Dablanc Axel, Hennechart Solweig, Perez Amélie, Cabanac Guillaume, Guitton Yann, Paulhe Nils, Lyan Bernard, Jamin Emilien L, Giacomoni Franck, Marti Guillaume
Laboratoire de Recherche en Sciences Végétales, Metatoul-AgromiX Platform, Université de Toulouse, CNRS, INP, 24 Chemin de Borde Rouge, Auzeville, Auzeville-Tolosane 31320, France.
MetaboHUB-MetaToul, National Infrastructure of Metabolomics and Fluxomics, Toulouse 31000, France.
Anal Chem. 2024 Jul 19;96(30):12489-96. doi: 10.1021/acs.analchem.4c02219.

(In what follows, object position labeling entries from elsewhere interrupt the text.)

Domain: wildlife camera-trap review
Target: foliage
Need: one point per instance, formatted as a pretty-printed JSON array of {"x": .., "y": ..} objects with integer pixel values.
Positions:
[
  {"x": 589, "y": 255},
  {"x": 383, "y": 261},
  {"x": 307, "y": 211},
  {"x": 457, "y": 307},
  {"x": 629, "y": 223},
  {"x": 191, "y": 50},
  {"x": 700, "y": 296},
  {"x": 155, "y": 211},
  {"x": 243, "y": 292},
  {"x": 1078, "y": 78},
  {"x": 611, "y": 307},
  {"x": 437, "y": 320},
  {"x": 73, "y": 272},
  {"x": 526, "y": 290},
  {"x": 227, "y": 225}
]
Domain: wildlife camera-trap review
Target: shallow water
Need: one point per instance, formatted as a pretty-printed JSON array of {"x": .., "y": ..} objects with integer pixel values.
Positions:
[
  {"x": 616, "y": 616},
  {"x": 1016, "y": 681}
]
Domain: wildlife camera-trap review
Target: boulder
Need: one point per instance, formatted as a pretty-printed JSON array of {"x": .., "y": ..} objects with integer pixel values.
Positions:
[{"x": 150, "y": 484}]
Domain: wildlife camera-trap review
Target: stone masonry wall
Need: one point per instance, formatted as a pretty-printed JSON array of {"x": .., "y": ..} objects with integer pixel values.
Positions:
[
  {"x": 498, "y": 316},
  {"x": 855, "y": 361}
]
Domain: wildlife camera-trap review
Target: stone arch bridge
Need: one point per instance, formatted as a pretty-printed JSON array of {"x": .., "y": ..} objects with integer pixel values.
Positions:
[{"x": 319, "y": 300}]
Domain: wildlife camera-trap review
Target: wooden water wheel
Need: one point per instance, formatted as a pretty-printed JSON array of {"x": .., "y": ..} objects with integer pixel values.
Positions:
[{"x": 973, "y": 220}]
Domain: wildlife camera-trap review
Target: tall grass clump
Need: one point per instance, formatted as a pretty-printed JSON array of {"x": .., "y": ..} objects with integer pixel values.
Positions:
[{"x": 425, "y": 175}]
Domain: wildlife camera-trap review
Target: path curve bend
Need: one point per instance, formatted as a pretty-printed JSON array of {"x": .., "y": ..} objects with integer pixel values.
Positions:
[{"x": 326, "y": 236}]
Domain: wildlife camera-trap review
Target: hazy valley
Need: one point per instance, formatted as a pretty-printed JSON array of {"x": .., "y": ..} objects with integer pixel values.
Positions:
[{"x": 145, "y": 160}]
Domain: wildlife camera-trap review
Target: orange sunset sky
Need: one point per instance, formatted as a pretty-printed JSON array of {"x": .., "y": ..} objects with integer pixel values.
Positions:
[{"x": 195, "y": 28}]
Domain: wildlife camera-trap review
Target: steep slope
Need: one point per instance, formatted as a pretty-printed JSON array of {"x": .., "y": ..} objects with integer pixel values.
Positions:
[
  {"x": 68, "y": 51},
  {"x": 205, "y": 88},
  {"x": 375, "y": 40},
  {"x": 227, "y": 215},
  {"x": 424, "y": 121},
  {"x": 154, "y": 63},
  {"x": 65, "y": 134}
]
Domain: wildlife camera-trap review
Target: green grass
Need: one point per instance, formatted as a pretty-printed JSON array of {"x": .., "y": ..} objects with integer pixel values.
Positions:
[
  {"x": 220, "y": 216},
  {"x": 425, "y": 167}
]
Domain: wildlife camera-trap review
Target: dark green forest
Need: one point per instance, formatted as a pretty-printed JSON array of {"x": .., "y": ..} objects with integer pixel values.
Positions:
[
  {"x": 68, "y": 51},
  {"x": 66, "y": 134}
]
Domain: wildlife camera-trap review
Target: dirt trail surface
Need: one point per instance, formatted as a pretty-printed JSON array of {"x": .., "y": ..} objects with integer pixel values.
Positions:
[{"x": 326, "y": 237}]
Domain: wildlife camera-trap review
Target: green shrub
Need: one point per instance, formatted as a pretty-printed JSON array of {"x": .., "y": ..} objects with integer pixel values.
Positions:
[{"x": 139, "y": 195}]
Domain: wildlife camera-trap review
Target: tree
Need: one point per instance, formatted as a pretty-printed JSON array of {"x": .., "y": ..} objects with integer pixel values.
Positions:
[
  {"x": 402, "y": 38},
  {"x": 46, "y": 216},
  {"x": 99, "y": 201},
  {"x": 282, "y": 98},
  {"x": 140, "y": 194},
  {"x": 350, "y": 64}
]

Open mass spectral libraries (OMSLs) are critical for metabolite annotation and machine learning, especially given the rising volume of untargeted metabolomic studies and the development of annotation pipelines. Despite their importance, the practical application of OMSLs is hampered by the lack of standardized file formats, metadata fields, and supporting ontology. Current libraries, often restricted to specific topics or matrices, such as natural products, lipids, or the human metabolome, may limit the discovery potential of untargeted studies. The goal of FragHub is to provide users with the capability to integrate various OMSLs into a single unified format, thereby enhancing the annotation accuracy and reliability. FragHub addresses these challenges by integrating multiple OMSLs into a single comprehensive database, supporting various data formats, and harmonizing metadata. It also proposes some generic filters for the mass spectrum using a graphical user interface. Additionally, a workflow to generate in-house libraries compatible with FragHub is proposed. FragHub dynamically segregates libraries based on ionization modes and chromatography techniques, thereby enhancing data utility in metabolomic research. The FragHub Python code is publicly available under a MIT license, at the following repository: https://github.com/eMetaboHUB/FragHub. Generated data can be accessed at 10.5281/zenodo.11057687.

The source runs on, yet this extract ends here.